After each step in the learning phase (i.e., whenever a new unit is added to ISL layer), we have an evaluation phase to test the model discriminability between new identities. For this purpose, we use an evaluation dataset. The dataset contains 740 face images (20 identities, each in 37 views) that travel through the model’s hierarchical structure and produce different patterns of activities, especially in the last layer. Finally, the discriminability between identities is measured and compared to the previous state of the model (before adding new units), using a View-invariant Identity Selectivity Index (VISI), which measures identity selectivity, and a support vector machine (SVM) classifier to calculate identification accuracy in invariant face recognition. The VISI value is compared with a threshold; a value less than the threshold indicates that the new modification (units added to the model) had no significant impact on improving the discriminability. Therefore, the new added units are removed. As the representational space is developed, the learning process is saturated (i.e., goes from coarse to fine), and only a few units will be added to the model, Fig. 1. An SVM classifier is also trained on 18 face views of 20 identities of evaluation dataset (randomly selected from 37 face views) and tested on 19 face views. As shown in Fig. 1C, the identification accuracy is saturated during the learning procedure. When the learning procedure finishes, the parameters become fixed and does not alter in further experiments.

View Selectivity Index

To calculate view selectivity index, a similarity matrix58 was computed from responses of three last layers. We then computed “view selectivity index” as follows: For each 740 × 740 similarity matrix (X) for test images (20 identities in 37 views), we computed the mean correlation along the squares (20 × 20) around the main diagonal of X and divided by the average of other parts of the matrix (Fig. 2G). The values of the main diagonal were omitted from the calculation because the correlation is always one on the diagonal.

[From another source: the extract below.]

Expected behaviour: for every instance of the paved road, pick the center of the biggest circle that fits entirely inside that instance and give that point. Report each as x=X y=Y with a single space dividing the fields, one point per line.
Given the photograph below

Figure 2. Representational geometries of face views and identities in ISL, VSL, and C2.

Figure 2

Top row (A–C). Similarity matrices computed based on activities in ISL, VSL, and C2, from left to right, respectively. For each of these layers, a 100 × 100 similarity matrix was constructed by calculate the pairwise correlation (Pearson’s correlation) between the extracted feature vectors for 10 sample subjects in 10 sample face viewpoints (viewpoints are in the steps of 20° from −90° to 90°). Bottom row (D–F): Each panel depicts the results of multidimensional scaling (MDS) for responses to the face images in different layers (D: ISL, E: VSL, and F: C2). Each plot shows the location of 10 subjects (indicated by numbers from 1 to 10) at 10 face views (indicated by 10 different colors, shown in the right inset) for the first two dimensions of the MDS space. Note that the clusters of the face views and face identities are formed in VSL and ISL, respectively. (G) The method for calculating view selectivity index (VSI) and view-invariant identity selectivity index (VISI) are shown in this part. Pale blue values are divided to dark blue values. The diagonal line is omitted from the calculations. (H) VISI is significantly higher in ISL compared to VSL and C2 (ranksum test, p = 0.001). Face views are better decoded in VSL compared to ISL and C2 layers.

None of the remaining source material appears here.